Given independent random samples $(X_1,...,X_m)$ and $(Y_1,...,Y_n)$, respectively, from the following distributions of $X$ and $Y: X\sim N(\mu_1, \sigma^2)$ and $Y \sim N(\mu_2,\sigma^2)$,consider the problem of testing the null hypothesis $H_0: \mu_1=\mu_2$ against the alternative $H_1: \mu_1 \neq \mu_2$ with unknown $\sigma^2$.
a. Formulate the underlying testing problem as that of testing one of the parameters in a multiparameter exponential family, having expressed the family explicitly in terms of all the parameters and the corresponding statistics.
b. Give the formula of the UMPU test at level α, in its conditional form, involving these statistics.
c. Describe how this test can be stated equivalently as an unconditional test.

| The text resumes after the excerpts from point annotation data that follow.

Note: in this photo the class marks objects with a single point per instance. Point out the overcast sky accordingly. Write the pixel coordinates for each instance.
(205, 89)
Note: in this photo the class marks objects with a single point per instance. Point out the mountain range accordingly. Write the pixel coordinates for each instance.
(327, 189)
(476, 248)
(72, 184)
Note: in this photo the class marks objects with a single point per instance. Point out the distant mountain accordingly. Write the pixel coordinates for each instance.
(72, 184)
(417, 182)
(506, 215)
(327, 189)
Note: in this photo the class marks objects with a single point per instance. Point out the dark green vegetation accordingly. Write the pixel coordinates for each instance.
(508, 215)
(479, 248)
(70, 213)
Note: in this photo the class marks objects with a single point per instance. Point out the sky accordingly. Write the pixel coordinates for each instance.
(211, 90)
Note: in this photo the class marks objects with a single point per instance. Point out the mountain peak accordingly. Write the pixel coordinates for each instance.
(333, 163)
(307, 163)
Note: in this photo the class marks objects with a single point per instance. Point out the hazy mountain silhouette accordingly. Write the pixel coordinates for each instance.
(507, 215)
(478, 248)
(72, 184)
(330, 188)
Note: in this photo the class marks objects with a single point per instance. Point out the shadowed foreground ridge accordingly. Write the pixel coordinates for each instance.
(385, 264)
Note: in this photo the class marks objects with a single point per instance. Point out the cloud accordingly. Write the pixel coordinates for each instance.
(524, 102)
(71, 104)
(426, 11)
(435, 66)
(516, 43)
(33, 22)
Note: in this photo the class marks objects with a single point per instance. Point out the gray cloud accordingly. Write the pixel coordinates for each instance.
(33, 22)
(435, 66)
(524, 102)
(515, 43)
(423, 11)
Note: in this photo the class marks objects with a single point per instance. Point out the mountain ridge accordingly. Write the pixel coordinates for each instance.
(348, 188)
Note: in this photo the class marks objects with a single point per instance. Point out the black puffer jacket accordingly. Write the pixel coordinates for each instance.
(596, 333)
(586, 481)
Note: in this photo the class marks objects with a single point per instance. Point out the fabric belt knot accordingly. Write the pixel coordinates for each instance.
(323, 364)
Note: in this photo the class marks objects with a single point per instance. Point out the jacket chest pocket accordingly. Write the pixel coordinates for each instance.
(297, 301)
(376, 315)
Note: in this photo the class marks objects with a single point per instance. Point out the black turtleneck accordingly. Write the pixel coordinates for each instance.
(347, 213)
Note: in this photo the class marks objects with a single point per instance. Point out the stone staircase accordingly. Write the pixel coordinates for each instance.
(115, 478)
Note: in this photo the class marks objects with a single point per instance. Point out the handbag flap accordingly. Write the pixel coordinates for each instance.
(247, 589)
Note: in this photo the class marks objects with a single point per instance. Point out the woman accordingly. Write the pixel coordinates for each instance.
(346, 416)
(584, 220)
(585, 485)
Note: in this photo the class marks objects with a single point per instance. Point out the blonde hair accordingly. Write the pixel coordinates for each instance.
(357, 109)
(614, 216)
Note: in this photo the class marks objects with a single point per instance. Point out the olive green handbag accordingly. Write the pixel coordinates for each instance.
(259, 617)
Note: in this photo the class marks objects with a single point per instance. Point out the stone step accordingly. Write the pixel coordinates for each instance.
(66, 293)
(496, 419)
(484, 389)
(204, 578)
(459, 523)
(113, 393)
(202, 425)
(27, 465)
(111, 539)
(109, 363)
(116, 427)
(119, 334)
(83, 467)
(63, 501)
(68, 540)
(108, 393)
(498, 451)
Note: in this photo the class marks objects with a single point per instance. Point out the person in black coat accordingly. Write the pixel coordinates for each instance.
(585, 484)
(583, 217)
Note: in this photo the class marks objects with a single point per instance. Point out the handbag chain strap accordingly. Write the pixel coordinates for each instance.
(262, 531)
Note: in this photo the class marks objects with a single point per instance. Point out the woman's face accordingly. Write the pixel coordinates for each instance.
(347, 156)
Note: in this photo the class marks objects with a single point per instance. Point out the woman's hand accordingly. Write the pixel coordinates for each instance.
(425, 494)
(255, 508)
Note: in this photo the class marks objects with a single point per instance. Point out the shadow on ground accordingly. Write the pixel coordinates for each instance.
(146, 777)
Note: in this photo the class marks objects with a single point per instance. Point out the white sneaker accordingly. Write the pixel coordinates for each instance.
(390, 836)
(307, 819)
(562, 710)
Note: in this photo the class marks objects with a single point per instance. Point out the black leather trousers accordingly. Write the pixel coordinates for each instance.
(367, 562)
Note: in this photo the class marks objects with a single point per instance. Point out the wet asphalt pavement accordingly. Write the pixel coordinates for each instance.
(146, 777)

What are the ultimate test statistic and the rejection region (in terms of a known distribution?
My attempt: Suppose $H_0: \mu_1-\mu_2<0$. The joint density of $X=(X_1,...,X_m)$ and $Y=(Y_1,...,Y_n)$ can be expressed in the form of a 3-parameter exponential family as follows:
$$f_{\theta_1, \theta_2, \theta_3}(x,y)=exp(\theta_1 T_1+\theta_2 T_2+\theta_3 T_3-A(\theta_1,\theta_2, \theta_3))h(x,y)$$,
where $\theta_1=\frac{1}{\sigma^2}mn(\mu_1-\mu_2), T_1=\bar X- \bar Y, \theta_2=\frac{1}{\sigma^2} (m+n)(m \mu_1+n \mu_2), T_2=\frac{m \bar x + n \bar y}{m+n}, \theta_3=-\frac{1}{2 \sigma^2}, T_3=\sum\limits_{i=1}^m x_i^2+\sum\limits_{j=1}^{n}y_j^2$
Testing $\theta_1=\theta_{10}$ against $\theta_1 \neq \theta_{10}, \theta_{10}=0$. The UMPU test
$ \phi_0 (T_1, T_2, T_3)= \begin{cases} 1 , T_1 < c_1(T_2, T_3) \text{ or } c_2(T_2, T_3)\\ 0 , \text{otherwise} \end{cases}$
satisfying
(i) $E_{\theta_{10}} [\phi_0 (T_1, T_2, T_3) | T_2, T_3]=\alpha$
(ii) $E_{\theta_{10}} [T_1 \phi_0 (T_1, T_2, T_3) | T_2, T_3]=\alpha E_{\theta_{10}} (T_1 | T_2, T_3)$
Considering that (see here)
$$\frac{\bar{X}-\bar{Y}-(\mu_1 -\mu_2)}{S_p\sqrt{\frac{1}{m}+\frac{1}{n}}}\sim T_{m+n-2}$$
with $S^2_p=\frac{(m-1)S_1^2+(n-1)S_2^2}{m+n-2}$. Hence, for $$\color{blue}{H_0: \mu_1- \mu_2= \theta}$$
you can use the test with the following test statistic: $$\color{blue}{T = \frac{\bar{X}-\bar{Y}-\theta}{S_p\sqrt{\frac{1}{m}+\frac{1}{n}}}}$$
and critical region:
$$\color{blue}{C= \mathbb R \setminus (-t_{m+n-2, \frac{\alpha}{2}}, t_{m+n-2, \frac{\alpha}{2}})}$$
where $\alpha$ is the significance level of the test.